Speech titles are important. They give your speech a setup that will tweak interest, prompt curiosity, and build anticipation.
Your title will appear in promotional mailings, newsletters, and websites. It will show up on event programs and posters. It's how you will be introduced.
Think of your title as a key part of the mini-marketing campaign for your speech. Make no mistake. You're doing more than announcing a topic. You're asking potential audience members to ante up their scarcest resource -- time.

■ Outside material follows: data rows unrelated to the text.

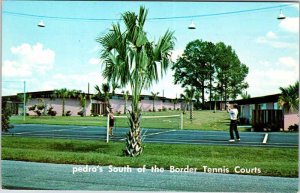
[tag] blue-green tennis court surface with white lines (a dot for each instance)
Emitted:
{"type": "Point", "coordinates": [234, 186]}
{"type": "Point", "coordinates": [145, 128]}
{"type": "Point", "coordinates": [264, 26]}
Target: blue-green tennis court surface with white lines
{"type": "Point", "coordinates": [278, 139]}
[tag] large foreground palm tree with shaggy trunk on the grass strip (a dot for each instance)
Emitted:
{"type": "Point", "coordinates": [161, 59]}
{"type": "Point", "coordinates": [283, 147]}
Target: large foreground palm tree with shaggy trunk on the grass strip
{"type": "Point", "coordinates": [131, 59]}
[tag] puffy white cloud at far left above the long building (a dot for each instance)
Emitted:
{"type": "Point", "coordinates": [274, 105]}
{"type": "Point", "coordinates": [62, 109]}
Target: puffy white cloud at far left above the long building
{"type": "Point", "coordinates": [27, 60]}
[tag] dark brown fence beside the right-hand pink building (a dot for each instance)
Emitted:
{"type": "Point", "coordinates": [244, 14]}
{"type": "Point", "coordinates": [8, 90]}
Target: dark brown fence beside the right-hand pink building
{"type": "Point", "coordinates": [267, 120]}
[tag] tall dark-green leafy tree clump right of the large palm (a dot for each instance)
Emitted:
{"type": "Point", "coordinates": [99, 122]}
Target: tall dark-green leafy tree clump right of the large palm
{"type": "Point", "coordinates": [212, 69]}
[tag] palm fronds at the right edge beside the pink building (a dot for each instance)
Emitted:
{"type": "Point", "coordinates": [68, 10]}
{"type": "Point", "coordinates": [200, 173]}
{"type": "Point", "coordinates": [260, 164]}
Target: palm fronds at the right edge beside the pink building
{"type": "Point", "coordinates": [289, 99]}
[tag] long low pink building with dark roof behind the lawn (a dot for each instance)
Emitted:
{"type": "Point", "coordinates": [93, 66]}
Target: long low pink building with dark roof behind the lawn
{"type": "Point", "coordinates": [93, 105]}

An effective title needs to do two things. The first is really straightforward -- it lets the audience know what you're going to talk about. The second is trickier. Strong titles twang the reader. The twang works because it's unexpected, intriguing, and a little mysterious.
"Wrestling the Cost-Price Alligator" was a speech on margin improvement -- given at the annual management meeting in Florida. Division general managers were asked to visualize alligator wrestling -- with the jaws as cost and price. The GM's job is to wedge a log into the gator’s jaws. Open jaws = good margins. Jaws that snap shut = lousy margins.
"Think Like a Barbarian" was a speech to a hundred or so IT managers in a Fortune 50 company. The speaker compared the company's IT systems to fortified castles -- constantly attacked by hacker barbarians. The best way to protect the company's IT systems was for each IT manager to step outside his or her usual role and "think like a barbarian."
Use a strong title to ramp up audience interest and expectation. An intriguing, unexpected title can pull people into your audience.